Pearson correlation analysis revealed significant linear relationships between LV global strain parameters and cardiac functional indices in all participants (Figure 4). DBP showed inverse correlations with GRS (r = −0.28), GCS (r = −0.22), and GLS (r = −0.45). Similarly, SBP correlated negatively with GRS (r = −0.32), GCS (r = −0.29), and GLS (r = −0.58). LVESVI demonstrated negative correlations with GRS (r = −0.35) and GCS (r = −0.35), while SVI showed positive correlations with GRS (r = 0.24) and GCS (r = 0.27). LVMI correlated inversely with GRS (r = −0.29), GCS (r = −0.28), and GLS (r = −0.58). LVMWT exhibited negative correlations with GRS (r = −0.21), GCS (r = −0.19), and GLS (r = −0.57). All correlations were statistically significant (P < 0.05).

As shown in Table 3, HTN patients with VA demonstrated significantly higher LVEDVI and LVESVI, lower LVEF, and a higher proportion of Hx Multi-Drug AHT compared to those without VA (all P < 0.05). No significant differences were observed between the two groups in terms of height, weight, age, sex distribution, LVMI, LVMWT, SVI, CI, or HR. Notably, patients with VA exhibited reduced myocardial strain parameters including GRS, GCS, GLS, sGRSR, sGLSR, eGRSR, eGCSR, and eGLSR compared to VA-free patients (all P < 0.05), with the exception of sGCSR which showed no significant difference.

LASSO regression was employed for variable selection to construct a logistic prediction model. Figure 5 depicts the coefficients and mean standard error for 10-fold cross-validation. Following LASSO regression, 11 variables with nonzero coefficients were retained, as shown in Figure 6 and Table 4. Collinearity diagnostics revealed variance inflation factors (VIF) ranging from 1.089 to 1.897, indicating no significant multicollinearity among the variables. Multivariate logistic regression analysis demonstrated that only GCS, BSA, and Hx Multi-Drug AHT were independent predictors of VA in HTN patients (all P < 0.05), as presented in Table 4. ROC curve analysis (Figure 7) indicated high discriminatory value of GCS for distinguishing VA in HTN patients. Optimal predictive performance was achieved at a GCS cutoff of −17.005% [area under the curve (AUC) = 0.874, 95% CI 0.808–0.941; sensitivity 78.6%, specificity 88.9%]. The combined model integrating GCS, Hx Multi-Drug AHT, and BSA yielded an AUC of 0.923 (95% CI 0.868–0.960) with 85.71% sensitivity and 88.89% specificity.

Table 5 summarizes the intra-observer and interobserver variability of LV strain parameters. The results demonstrated good agreement for all strain parameters except sGLSR. The intra-observer ICCs ranged from 0.862 to 0.927, while interobserver ICCs ranged from 0.751 to 0.900.
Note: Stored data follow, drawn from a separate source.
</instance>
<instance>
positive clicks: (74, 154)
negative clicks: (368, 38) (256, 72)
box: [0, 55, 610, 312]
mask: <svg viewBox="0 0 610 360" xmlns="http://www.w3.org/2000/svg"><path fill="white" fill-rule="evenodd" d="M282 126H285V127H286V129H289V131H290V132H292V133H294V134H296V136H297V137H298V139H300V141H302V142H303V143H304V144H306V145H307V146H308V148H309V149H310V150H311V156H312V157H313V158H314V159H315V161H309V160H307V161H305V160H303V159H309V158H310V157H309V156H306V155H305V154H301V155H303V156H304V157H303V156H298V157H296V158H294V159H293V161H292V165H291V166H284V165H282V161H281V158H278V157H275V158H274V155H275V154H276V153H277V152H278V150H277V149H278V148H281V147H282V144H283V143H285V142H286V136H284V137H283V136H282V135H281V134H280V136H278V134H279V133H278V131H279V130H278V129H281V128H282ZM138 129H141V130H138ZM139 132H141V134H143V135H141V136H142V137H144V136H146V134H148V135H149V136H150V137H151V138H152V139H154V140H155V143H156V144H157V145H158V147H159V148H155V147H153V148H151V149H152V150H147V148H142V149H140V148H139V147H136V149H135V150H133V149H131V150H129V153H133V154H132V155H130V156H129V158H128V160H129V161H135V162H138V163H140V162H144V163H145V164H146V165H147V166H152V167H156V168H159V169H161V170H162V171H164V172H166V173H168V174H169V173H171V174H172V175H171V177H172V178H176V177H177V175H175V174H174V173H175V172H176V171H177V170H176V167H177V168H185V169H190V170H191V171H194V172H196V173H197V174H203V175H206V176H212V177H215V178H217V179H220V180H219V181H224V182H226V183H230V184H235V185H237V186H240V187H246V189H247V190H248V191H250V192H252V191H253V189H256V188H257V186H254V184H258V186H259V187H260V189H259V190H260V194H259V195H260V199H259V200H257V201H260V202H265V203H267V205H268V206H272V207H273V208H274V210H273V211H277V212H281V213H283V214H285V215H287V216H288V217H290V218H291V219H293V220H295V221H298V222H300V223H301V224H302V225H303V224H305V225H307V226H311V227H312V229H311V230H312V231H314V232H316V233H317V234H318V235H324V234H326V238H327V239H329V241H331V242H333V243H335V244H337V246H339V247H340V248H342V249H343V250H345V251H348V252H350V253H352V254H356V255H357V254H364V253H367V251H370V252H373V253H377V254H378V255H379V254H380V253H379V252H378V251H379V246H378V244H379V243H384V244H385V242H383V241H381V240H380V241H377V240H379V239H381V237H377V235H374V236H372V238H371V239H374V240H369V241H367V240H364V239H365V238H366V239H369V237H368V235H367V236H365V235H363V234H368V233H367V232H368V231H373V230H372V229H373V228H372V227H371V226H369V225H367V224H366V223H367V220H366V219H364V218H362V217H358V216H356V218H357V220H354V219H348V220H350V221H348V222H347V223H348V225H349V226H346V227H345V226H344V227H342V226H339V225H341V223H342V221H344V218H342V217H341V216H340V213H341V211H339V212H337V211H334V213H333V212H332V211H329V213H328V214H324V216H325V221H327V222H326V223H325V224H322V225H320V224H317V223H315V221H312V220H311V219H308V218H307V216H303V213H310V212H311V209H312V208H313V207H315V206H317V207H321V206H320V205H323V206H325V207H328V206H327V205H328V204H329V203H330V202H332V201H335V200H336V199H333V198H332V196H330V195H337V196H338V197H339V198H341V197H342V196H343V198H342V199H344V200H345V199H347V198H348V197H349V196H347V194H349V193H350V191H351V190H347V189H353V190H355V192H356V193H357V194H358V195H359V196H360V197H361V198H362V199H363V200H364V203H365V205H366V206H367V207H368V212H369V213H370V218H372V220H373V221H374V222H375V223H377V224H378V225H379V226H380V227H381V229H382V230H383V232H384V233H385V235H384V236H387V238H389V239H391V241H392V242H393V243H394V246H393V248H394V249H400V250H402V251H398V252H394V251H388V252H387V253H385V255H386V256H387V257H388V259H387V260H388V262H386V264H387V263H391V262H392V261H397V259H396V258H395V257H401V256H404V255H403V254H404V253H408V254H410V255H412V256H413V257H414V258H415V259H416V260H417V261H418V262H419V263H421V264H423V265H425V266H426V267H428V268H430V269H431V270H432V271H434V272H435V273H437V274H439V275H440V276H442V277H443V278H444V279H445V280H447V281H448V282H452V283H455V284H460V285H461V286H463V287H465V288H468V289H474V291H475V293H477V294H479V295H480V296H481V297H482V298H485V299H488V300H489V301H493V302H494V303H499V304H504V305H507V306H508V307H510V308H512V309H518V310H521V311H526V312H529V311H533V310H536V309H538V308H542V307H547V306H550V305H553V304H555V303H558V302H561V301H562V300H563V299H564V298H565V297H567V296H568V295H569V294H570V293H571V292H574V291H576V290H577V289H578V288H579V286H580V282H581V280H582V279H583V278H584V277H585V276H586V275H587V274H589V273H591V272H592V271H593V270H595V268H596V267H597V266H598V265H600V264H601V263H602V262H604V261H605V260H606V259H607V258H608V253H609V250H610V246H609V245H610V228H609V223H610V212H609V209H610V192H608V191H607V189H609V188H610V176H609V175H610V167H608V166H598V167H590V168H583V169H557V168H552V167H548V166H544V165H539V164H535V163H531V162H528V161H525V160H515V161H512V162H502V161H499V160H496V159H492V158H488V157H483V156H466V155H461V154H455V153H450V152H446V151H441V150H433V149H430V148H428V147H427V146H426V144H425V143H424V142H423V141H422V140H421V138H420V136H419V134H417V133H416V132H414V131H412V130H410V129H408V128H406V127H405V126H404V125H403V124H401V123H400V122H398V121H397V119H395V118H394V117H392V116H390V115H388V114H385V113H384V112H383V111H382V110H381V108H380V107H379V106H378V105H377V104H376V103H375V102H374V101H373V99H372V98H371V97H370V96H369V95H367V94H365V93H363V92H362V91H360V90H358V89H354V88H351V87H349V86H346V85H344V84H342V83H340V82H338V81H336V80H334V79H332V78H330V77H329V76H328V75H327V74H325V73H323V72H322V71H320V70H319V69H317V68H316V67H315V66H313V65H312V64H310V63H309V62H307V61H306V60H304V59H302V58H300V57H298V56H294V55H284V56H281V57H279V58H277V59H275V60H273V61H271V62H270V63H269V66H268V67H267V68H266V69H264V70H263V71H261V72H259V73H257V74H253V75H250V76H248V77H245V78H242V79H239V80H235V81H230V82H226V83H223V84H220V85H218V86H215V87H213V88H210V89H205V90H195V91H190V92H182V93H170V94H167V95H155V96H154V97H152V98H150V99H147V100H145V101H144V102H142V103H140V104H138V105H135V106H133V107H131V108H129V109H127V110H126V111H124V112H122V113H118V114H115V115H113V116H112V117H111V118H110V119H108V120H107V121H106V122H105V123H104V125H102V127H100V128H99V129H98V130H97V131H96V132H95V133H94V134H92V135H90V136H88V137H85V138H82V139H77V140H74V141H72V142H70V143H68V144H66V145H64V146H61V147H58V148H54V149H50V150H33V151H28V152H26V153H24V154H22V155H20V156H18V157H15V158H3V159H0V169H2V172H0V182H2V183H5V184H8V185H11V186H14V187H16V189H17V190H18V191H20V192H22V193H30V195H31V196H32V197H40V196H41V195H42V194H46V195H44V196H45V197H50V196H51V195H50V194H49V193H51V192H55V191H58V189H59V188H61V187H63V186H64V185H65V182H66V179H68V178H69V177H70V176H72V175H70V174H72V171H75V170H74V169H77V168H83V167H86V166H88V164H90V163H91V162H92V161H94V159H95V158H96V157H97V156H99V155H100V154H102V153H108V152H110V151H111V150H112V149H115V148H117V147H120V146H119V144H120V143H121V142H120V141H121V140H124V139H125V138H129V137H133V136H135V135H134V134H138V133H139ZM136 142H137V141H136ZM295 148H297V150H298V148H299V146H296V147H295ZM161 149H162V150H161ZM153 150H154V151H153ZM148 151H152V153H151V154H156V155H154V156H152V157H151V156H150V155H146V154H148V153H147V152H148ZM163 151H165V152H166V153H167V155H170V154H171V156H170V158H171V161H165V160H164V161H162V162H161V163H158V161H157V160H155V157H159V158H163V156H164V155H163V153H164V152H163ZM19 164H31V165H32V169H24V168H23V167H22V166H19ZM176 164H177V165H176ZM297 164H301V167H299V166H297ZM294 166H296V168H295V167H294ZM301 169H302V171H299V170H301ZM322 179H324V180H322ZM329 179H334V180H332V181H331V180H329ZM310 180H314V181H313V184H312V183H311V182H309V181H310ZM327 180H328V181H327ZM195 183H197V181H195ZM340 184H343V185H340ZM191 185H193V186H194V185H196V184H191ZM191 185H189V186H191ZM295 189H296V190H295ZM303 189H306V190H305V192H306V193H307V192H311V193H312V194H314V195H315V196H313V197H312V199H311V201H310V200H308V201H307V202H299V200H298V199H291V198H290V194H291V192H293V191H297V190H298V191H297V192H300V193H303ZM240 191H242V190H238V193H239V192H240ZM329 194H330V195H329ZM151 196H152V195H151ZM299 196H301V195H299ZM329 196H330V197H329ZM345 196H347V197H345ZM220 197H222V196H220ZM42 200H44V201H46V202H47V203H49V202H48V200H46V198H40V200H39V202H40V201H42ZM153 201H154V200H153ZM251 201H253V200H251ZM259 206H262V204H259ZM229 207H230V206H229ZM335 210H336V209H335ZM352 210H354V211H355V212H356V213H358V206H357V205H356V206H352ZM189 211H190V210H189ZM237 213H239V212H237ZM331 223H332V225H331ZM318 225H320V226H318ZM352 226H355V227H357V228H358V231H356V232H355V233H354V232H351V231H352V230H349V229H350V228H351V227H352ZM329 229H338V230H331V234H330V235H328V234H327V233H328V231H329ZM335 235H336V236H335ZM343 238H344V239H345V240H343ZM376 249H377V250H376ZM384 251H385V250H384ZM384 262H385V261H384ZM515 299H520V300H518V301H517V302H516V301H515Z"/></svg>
Several limitations should be acknowledged in this study. First, as a single-center observational study in which all enrolled patients underwent CMR, the findings are subject to selection bias and should not be directly extrapolated to the general HTN population in routine clinical management. In addition, the relatively modest sample size inherent to this retrospective investigation, along with the lack of both external validation in independent cohorts and internal cross-validation, limits the robustness and generalizability of the findings. Second, The absence of longitudinal follow-up data limits prognostic assessment. Future investigations should specifically evaluate the prognostic value of CMR-FT-derived strain parameters in HTN patients, particularly those with concomitant VA, to better define their clinical significance for risk stratification. Third, while CMR-FT demonstrates significant clinical value, its dependency on specialized software and additional post-processing workflows currently limits widespread adoption. The integration of artificial intelligence may streamline strain quantification in future applications. Fourth, while T1 mapping and ECV fraction provide valuable assessment of diffuse fibrosis, technical constraints limited their systematic application in our early cohort. Future prospective studies will incorporate these techniques to examine their interactions with myocardial deformation parameters in VA risk evaluation. Finally, although CMR-FT and echocardiographic strain parameters show good agreement in literature (36, 37), the lack of contemporaneous echocardiographic data in our retrospective cohort precludes direct comparison, requiring verification in future multimodality studies.